The Lossy Horizon: Error-Bounded Predictive Coding for Lossy Text Compression (Episode I)
2510.22207v1
cs.LG, cs.CL, cs.IT, math.IT, 94A08, 68P30, 68T50, E.4; I.2.7; I.2.7
2025-10-29
Авторы:
Nnamdi Aghanya, Jun Li, Kewei Wang
Abstract
Large Language Models (LLMs) can achieve near-optimal lossless compression by
acting as powerful probability models. We investigate their use in the lossy
domain, where reconstruction fidelity is traded for higher compression ratios.
This paper introduces Error-Bounded Predictive Coding (EPC), a lossy text codec
that leverages a Masked Language Model (MLM) as a decompressor. Instead of
storing a subset of original tokens, EPC allows the model to predict masked
content and stores minimal, rank-based corrections only when the model's top
prediction is incorrect.

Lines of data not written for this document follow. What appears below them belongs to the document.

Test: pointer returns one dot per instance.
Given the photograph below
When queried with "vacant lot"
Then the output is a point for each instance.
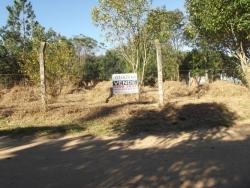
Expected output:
(89, 139)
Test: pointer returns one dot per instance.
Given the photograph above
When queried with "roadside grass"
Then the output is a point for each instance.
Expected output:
(77, 113)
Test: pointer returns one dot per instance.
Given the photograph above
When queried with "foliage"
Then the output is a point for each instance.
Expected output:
(123, 23)
(224, 25)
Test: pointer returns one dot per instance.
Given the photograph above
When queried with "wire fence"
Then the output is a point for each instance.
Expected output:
(184, 75)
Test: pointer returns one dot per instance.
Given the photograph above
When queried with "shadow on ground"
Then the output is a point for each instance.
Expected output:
(171, 118)
(200, 160)
(90, 162)
(141, 118)
(36, 130)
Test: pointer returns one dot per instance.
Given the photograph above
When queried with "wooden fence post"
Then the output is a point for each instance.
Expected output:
(159, 68)
(42, 75)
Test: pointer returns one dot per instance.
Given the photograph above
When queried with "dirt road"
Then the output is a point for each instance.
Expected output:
(214, 158)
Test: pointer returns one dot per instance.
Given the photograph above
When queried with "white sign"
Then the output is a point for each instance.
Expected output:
(125, 83)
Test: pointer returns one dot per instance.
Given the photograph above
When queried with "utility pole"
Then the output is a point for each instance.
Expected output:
(159, 68)
(42, 75)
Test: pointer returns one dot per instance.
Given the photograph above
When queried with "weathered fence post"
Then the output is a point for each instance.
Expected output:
(159, 68)
(42, 75)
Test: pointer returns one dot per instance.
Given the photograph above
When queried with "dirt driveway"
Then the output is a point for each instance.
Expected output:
(214, 158)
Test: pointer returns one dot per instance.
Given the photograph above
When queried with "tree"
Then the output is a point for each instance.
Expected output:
(225, 25)
(167, 27)
(84, 46)
(123, 22)
(111, 63)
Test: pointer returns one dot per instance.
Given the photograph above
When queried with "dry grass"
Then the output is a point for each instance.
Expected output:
(88, 111)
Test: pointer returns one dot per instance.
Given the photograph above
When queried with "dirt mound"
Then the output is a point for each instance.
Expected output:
(19, 94)
(175, 89)
(226, 89)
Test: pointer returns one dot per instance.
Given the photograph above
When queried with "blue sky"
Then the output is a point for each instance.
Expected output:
(72, 17)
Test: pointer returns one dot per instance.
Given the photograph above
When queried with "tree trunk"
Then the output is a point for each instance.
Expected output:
(42, 76)
(159, 68)
(247, 75)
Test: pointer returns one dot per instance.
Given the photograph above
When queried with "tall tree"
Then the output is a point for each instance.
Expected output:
(225, 25)
(123, 22)
(18, 32)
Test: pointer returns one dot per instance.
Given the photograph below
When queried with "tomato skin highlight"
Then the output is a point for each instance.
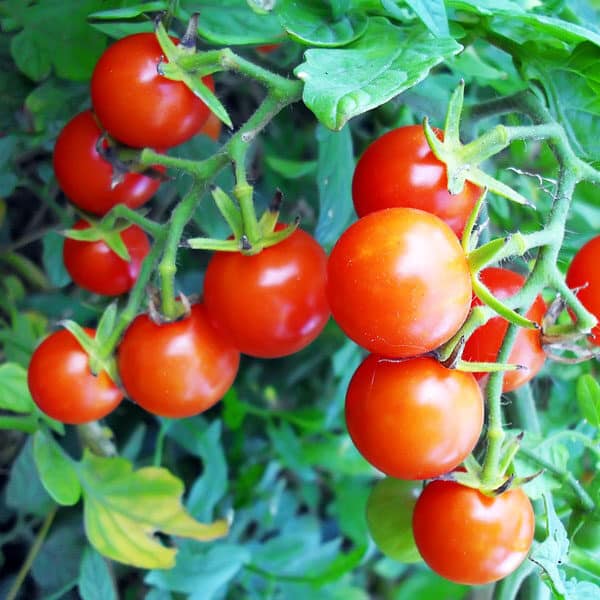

This creates a residual channel that offers continuous
rate-distortion control. We compare EPC to a simpler Predictive Masking (PM)
baseline and a transform-based Vector Quantisation with a Residual Patch
(VQ+RE) approach. Through an evaluation that includes precise bit accounting
and rate-distortion analysis, we demonstrate that EPC consistently dominates
PM, offering superior fidelity at a significantly lower bit rate by more
efficiently utilising the model's intrinsic knowledge.